What does it mean? What skills do our children need to be ready to begin school prepared to succeed?

The National Education Association describes school readiness as the “academic, independence, communication and social skills children need to do well in school.”

Being ready for school certainly entails more than just a child’s acquaintance to the alphabet, basic shapes, and numbers. Social readiness is as important as academic readiness and the other skills including communication and independence are certainly important as well.

The NEA notes that listening and speaking are the first steps to reading and writing in the preschool years. It offers these tips in helping your child with communication skills:

• Talk with your child. Have regular conversations with them.

• Answer your child’s questions.

• Encourage your child to listen and respond to others.

• Help your child learn and use new words.

• Model the language you want your child to use.

• Write notes to your child.

• Help your child dictate letters and notes to family and friends.

• Explore language through singing, rhyming, songs, and chant. Music is a wonderful instrument to focus on communication and vocabulary.

Delaney, our 2 year old, just began her Kindermusik class. Kindermusik programs are for children newborn through seven that, introduce children to the adventure of music and moving at their pace, engaging their interests and celebrating their discoveries.

Delaney loves it thus far. The program uses a lot of movement, and of course, music. It also focuses on building confidence, enhancing curiosity, self-control and communication.

After her first class session, which is held once a week for an hour, she came out of the building with her Kindermusik backpack filled with musical-related goodies that are part of the package, and said, “This is my own school with my own teacher.” She was so proud, especially when her two older siblings have their own school and their own teachers.

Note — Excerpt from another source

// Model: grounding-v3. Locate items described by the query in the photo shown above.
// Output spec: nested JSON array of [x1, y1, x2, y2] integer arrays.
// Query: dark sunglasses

Kindermusik programs are well-established, well researched programs that benefit little ones in so many ways, but there are many things that we can do as parents and caregivers that will benefit our children and help them build their communication, academic, social, emotional and independence skills.

Singing, talking, reading and playing with them are simple, yet wonderful ways to increase our children’s skills and help them grow in so many positive ways.

I hope your school-aged children are enjoying their start to the new school year. Remember to keep talking with your children, no matter how old they are, about school and asking them questions about how school is going. It’s good to stay on top of things right from the start.

I am glad to report that my first grader “loves first grade,” lunches, recess, music, physical education and all that goes with the transition from half-day kindergarten to full-day first grade.

And my fourth grade son also is excited about fourth grade, and the differences from third grade. It is fun to hear him talk about the different activities that the teacher is doing with the class, versus solely paper and pencil activities. That’s important and makes learning seem not so much like learning to a child. Not that children don’t like learning, but sometimes kids can see it as a lot of work, so learning in disguise is good, too.

His teacher even does jumping jacks in front of the class when she mistakenly calls someone by the wrong name. This certainly helps create a connection between the teacher and the students, which helps on all levels. The little stuff can make big differences in classroom learning climate and atmosphere.

Hopefully the rest of the year will continue to be a wonderful learning experience for them as well as for your children!

“The school will teach children how to read, but the environment of the home must teach them what to read. The school can teach them how to think, but the home must teach them what to believe.”